The one-year contract, effective immediately, has up to three option years. DraftFCB will lead creative development and media planning; IPG stablemate Initiative picks up buying chores.
"We attribute this win to a great team that developed a great idea, supported by our new model, which brings creativity and accountability together to drive consumers to act," said Peter DeNunzio, president of DraftFCB in New York, which will lead the assignment.
At least six of the seven agencies that responded to the client's proposal request progressed to the oral presentation round, according to sources.
Advancing, along with DraftFCB, were: WPP Group's Ogilvy & Mather in New York, JWT in Atlanta and Young & Rubicam in New York; Omnicom's GSD&M Idea City in Austin, Texas; and IPG's Campbell-Ewald in Warren, Mich., per sources.
The status of SYColeman, an Arlington, Va.-based firm representing a consortium of 25 shops that would serve as sub-contractors on the business, could not be determined.
Assisting DraftFCB and Initiative will be shops that specialize in reaching minority audiences: GlobalHue (black and Hispanic audiences), IW Group (Asian, Native Hawaiian and Pacific Islanders), G&G (American Indian and native Alaskans) and Allied Media (other emerging audiences). Several other specialty shops, including A to Si, Booz Allen Hamilton, Jack Morton Worldwide, the Marcom Group, Weber Shandwick and Zona Design, will also work on the business, as will other DraftFCB offices.

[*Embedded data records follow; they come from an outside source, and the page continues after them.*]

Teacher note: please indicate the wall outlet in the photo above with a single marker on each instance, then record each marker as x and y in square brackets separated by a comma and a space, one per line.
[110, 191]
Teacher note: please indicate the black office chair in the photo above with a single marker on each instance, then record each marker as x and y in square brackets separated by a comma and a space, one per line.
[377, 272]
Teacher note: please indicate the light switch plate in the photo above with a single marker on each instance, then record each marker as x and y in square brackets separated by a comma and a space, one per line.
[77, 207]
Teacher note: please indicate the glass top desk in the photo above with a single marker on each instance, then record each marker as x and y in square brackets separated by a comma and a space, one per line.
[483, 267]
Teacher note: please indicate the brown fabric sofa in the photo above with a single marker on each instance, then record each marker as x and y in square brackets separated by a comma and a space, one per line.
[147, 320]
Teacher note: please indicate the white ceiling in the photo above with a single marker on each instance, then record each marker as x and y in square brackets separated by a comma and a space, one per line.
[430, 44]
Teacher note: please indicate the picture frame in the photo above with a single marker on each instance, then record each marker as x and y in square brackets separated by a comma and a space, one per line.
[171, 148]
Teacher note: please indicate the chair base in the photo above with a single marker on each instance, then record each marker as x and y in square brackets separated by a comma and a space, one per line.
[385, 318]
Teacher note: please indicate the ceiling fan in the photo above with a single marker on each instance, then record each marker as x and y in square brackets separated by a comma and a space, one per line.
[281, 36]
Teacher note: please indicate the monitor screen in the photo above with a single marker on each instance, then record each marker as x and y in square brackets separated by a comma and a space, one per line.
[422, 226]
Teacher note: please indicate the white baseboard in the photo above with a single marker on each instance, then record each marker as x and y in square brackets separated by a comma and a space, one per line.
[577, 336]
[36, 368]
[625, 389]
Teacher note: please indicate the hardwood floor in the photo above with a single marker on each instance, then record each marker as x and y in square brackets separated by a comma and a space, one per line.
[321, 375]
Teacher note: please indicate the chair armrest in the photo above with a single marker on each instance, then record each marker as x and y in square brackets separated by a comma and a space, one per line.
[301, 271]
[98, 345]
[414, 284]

Y&R created the campaign for the 2000 Census. The government spent $100 million in measured media on that effort, per TNS Media Intelligence.
Since DraftFCB's removal from the $570 million Wal-Mart account in December amid allegations that the retailer's strict code of ethics was broken by former client marketing executive Julie Roehm, the agency has been on something of a rebound. In April, Kmart awarded creative chores on its estimated $200 million U.S. ad account to the shop, the same week DraftFCB scored the $40 million Kraft Lunchables business.
On the downside, DraftFCB's New York office in July cut at least 50 staffers as Verizon shifted direct marketing chores to IPG's MRM.
This story updates and replaces an item posted yesterday with client confirmation and additional details.